Today I had an appointment with mny care coordinator Norman. I arrived at the hospital, and took my place in the waiting room. My psychiatrist walked past and said a very friendly hello, but I just felt too glum to do anything other than smile and wave. I like my psychiatrists, he's a nice warm chap. Norman was in a meeting, but when he eventually arrived for our appointment, we went into a little room off the side corridor. Irnocially, it was my psychiatrist's room. I got to sit in his chair, which turned out to be very uncomfortable, lol. Poor old Francis!!!
Norman asked me how I was. I couldn't even speak. I was just so full of angst and general worry. I managed to blurt out that I found a nasty lump, but I couldn't talk about it any more than that. Norman insisted that I need to see my shrink earlier than january, which was my next appointment, and he went off to make the appoitment. I waited for ten minutes, but began to feel like I couldn't breathe, as if I were suffocating. I have heard people say they felt like the walls were closing in on them, but today I experienced it for the first time for myself.

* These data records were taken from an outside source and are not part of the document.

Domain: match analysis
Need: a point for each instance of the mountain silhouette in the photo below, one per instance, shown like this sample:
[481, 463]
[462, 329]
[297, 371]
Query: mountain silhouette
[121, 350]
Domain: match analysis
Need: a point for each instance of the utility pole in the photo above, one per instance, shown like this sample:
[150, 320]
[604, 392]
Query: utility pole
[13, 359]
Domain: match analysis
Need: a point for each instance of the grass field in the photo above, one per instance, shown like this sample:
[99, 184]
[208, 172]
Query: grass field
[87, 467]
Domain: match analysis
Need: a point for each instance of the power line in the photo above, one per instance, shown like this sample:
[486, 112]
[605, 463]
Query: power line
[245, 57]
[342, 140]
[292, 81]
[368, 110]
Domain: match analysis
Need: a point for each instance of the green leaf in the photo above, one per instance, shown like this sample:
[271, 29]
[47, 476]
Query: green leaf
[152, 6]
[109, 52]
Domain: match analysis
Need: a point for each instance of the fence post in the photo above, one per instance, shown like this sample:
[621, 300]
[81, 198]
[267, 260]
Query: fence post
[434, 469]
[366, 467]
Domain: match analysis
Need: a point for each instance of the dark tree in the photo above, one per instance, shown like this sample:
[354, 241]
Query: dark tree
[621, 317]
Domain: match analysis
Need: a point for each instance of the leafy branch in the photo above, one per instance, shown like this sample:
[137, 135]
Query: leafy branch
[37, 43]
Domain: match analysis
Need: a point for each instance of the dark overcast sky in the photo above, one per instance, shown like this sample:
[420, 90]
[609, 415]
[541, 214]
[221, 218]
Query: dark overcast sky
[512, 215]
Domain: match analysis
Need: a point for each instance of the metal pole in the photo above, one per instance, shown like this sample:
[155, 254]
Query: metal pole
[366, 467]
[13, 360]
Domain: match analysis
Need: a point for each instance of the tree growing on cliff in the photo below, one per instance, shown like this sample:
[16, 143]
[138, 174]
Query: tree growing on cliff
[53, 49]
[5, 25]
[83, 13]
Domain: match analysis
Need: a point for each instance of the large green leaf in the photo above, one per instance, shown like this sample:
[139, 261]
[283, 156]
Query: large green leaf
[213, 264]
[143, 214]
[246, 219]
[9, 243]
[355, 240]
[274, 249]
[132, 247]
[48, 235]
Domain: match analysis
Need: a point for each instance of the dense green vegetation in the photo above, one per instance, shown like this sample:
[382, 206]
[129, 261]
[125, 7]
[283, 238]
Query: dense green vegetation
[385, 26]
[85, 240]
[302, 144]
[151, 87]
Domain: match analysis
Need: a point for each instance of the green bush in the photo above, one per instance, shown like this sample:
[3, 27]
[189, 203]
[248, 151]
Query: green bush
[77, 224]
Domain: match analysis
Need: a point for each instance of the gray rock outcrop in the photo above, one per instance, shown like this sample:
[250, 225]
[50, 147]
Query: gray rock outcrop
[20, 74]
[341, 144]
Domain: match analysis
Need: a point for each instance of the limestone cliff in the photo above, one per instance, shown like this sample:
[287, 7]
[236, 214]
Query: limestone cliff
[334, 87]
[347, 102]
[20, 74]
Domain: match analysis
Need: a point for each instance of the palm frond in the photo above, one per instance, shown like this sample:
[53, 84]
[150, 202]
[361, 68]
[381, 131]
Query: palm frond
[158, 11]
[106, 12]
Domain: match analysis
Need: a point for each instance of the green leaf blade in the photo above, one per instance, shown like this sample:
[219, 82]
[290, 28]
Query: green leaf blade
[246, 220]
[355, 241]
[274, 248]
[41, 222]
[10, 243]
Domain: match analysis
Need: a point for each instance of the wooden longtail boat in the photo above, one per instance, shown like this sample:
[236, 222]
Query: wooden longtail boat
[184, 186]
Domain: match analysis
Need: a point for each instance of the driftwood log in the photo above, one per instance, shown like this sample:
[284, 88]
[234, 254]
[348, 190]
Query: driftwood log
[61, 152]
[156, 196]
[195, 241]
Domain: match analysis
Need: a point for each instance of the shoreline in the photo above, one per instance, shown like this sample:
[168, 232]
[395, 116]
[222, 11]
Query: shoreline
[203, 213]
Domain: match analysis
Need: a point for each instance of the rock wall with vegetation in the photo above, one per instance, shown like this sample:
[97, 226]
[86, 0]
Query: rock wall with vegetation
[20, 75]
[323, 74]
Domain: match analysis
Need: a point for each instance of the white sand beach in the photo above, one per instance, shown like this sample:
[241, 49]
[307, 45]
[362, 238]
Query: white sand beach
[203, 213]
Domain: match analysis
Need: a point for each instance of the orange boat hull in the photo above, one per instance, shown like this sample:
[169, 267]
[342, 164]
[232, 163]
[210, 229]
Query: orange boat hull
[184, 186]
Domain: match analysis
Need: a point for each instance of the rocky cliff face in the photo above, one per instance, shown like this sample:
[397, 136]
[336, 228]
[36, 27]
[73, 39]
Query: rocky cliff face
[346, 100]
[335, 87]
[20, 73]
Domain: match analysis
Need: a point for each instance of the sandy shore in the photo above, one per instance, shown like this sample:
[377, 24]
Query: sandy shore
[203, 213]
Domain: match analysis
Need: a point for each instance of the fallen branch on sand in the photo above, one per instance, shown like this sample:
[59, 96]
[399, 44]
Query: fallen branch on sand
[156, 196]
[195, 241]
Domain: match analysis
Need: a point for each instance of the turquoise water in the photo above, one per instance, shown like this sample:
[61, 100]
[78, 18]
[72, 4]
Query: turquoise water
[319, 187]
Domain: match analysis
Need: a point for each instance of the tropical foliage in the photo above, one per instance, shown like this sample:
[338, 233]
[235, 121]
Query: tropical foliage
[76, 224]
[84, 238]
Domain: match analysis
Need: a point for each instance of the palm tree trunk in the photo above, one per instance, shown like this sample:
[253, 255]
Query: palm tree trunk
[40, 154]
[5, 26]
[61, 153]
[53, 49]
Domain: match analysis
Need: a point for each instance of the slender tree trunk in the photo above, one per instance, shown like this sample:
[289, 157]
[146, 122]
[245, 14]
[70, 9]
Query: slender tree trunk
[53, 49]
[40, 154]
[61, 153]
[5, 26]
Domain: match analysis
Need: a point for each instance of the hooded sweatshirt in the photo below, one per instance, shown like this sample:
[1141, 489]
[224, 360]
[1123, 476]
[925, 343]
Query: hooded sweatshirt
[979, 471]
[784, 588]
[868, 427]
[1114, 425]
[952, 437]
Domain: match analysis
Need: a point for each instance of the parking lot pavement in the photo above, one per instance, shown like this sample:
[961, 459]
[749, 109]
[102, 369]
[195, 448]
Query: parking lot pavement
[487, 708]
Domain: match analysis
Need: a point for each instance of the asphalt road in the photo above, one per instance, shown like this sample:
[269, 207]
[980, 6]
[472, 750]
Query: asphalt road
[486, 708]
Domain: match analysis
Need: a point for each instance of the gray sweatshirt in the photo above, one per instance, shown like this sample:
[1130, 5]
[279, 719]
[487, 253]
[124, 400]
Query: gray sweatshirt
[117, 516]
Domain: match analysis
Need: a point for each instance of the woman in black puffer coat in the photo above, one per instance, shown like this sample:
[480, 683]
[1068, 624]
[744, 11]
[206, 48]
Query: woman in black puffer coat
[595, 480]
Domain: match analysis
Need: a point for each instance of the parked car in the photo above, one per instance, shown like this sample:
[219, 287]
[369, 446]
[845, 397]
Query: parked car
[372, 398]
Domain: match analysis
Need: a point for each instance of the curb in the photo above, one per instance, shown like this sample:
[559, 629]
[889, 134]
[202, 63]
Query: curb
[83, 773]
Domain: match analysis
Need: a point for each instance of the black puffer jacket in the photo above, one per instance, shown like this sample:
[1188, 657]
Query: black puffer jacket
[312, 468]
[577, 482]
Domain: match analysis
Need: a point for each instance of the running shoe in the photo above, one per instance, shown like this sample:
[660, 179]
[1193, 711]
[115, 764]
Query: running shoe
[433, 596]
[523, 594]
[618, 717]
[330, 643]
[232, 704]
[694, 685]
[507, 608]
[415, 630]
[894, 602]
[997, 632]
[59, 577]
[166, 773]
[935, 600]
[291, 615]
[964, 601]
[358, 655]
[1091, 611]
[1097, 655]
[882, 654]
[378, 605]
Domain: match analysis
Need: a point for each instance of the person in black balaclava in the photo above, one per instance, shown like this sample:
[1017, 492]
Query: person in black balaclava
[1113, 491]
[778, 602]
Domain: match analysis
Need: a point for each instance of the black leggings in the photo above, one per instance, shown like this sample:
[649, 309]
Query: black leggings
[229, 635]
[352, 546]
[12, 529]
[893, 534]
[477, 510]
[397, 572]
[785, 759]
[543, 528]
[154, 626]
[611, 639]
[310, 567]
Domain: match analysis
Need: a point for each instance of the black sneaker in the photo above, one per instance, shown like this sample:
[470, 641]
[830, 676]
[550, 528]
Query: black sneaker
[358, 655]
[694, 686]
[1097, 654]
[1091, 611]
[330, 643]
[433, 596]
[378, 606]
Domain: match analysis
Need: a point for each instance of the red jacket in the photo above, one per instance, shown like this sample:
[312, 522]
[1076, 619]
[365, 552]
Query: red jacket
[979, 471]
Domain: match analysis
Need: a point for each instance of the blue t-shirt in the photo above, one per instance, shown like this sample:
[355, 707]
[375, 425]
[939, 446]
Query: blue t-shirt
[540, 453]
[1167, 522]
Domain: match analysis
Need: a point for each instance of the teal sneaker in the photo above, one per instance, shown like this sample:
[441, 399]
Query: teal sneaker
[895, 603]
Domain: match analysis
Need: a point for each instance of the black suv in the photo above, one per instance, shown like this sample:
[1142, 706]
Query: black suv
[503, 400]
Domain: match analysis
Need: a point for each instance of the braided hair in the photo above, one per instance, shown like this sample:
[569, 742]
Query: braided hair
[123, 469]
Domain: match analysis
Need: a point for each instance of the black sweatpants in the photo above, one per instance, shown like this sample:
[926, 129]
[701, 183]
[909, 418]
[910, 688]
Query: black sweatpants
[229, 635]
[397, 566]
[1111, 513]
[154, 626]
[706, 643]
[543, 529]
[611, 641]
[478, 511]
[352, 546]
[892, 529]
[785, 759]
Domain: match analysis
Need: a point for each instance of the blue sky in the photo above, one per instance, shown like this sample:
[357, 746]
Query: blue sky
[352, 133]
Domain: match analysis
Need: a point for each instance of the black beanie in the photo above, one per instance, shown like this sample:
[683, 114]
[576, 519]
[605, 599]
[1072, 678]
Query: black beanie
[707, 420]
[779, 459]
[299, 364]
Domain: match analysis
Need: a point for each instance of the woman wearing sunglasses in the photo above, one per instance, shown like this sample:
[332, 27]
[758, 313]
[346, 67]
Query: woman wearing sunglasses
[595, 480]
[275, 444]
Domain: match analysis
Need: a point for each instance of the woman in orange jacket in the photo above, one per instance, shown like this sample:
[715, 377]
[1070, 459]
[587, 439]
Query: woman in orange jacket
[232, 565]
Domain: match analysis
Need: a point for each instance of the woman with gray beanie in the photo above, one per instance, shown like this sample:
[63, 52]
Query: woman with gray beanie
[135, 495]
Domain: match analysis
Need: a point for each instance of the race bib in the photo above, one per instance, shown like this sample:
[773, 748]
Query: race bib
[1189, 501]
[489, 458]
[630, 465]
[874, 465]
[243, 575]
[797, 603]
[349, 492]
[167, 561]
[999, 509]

I walked into town in a bit of a daze. It was as if I had tunnel vision. I went to pay for my glasses, and was pleased to get some points on my boots card, lol. Small things please small minds etc.
My breathing was a bit ragged all day. A true reflkection of my state of mind. I have my next appointment with my consultant at the ent hospital on monday, so I should be able to get that checked out.
And besides that, I am just worried. I've spent most of my adult life wondering what it feels like to be an adult. This week, I found out. I've never felt so shocked in my life. I feel as dazed as if someone had dropped bricks on my head. Maybe it would be better if they did.
It seems that having a serious illness such as TS does not exclude you from developing another serious illness (or potentially serious illness). So just be alert. Complacency is not a good thing.
I've been spending the last few days wondering how long that evil little lump has been there. Hopefully, not so long.
Best wishes folks, have a lovely day. Good breathing and good health. And good night!